Is Frozen Yogurt Really Better Than Ice Cream?
In the grand scheme of desserts, not all are created equal, and frozen yogurt is one of those treats that is generally thought of as a healthier option than ice cream. Before you buy into the marketing campaigns and run off and indulge in several bowls of the stuff, know that while there are differences between ice cream and frozen yogurt, the differences are rather minimal. You aren’t necessarily better off eating one over the other. In fact, when you gather all of the information, you’re probably better off eating a moderate portion of whichever frozen treat you enjoy the most.
What’s Great About Frozen Yogurt
Frozen yogurt has several characteristics that make it a better choice than ice cream. The most significant characteristic is that it’s made from yogurt instead of cream, resulting in less added fat content. Furthermore, the fact that yogurt is used means that frozen yogurt is slightly easier to digest. You’ve surely heard a lot about yogurt and its probiotic content these days with the rise of products like Activia and DanActive. Yogurt’s probiotic content helps digestion and boosts your immune system. The lactose in frozen yogurt is also generally easier to break down than the lactose in ice cream, making it a better alternative to individuals who are lactose intolerant.

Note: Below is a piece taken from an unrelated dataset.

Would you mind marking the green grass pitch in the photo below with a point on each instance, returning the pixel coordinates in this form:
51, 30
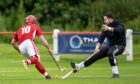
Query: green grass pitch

Disadvantages of Frozen Yogurt?
Contrary to what we’re made to believe, frozen yogurt isn’t some miracle dessert that’s extremely low in fat and calories. True, there might be a lower fat content because of the lack of cream, but essentially frozen yogurt is made with all of the same ingredients as its creamy rival. You end up consuming a similar amount of calories even when you opt for frozen yogurt over ice cream. Since losing weight is all about burning more calories than you take in, at the end of the day the difference between the two doesn’t mean much for your waistline.
Less Is More
When an ice cream craving hits, it’s probably best to satisfy it with the real thing and not with frozen yogurt. The difference between the two isn’t drastic enough to justify a conversion solely to frozen yogurt. And fully satisfying a craving can lead to overeating. Whichever one you choose, your best bet is to control your portion sizes. Limit your intake to one or two servings. The trouble with foods like frozen yogurt, which are sometimes labeled “low fat” or “healthy,” is that people sometimes think they can consume larger portions because the products are better for you. In actuality, there really isn’t much of a difference and you shouldn’t consume more of the so-called healthy food than you would the other.